Lecture 14: Graph Algorithms.

Abstract: I will present some well-known graph algorithms and their parallelizations (Prim's, Dikjkstra's, Floyd's).

Reading: Sections 10.1, 10.2, 10.3, 10.4, 10.5, and 10.6.

Material: Graph algorithms slides / notes.

Exercises: Continue your programming exercises and try to implement one algorithm presented in the previous lecture. Alternatively, here are some pthread examples that were available on the site of the textbook. You can try them, fix them, and explain them to me.

Lecture 15: Search Algorithms for Discrete Optimization Problems.

Abstract: In these lectures I will recall sequential search algorithms and present parallel versions of them (depth-first and best-first).

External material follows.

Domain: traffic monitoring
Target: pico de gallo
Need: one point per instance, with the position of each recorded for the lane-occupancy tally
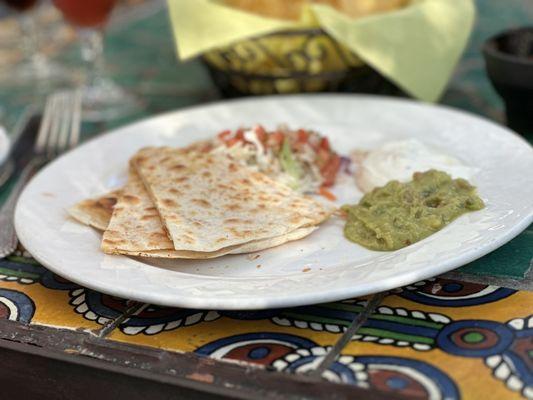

I will not cover the whole chapter in details.

Reading: Chapter 11.

Material: Search algorithms slides / notes.

Exercises: This is the last exercise session so use it to ask questions about the course and finish your exercises. You can experiment with the programs here (and fix some of them). The programs should compile (except readWriteLocks.c and sparseMatVec.c that are using non standard timing functions).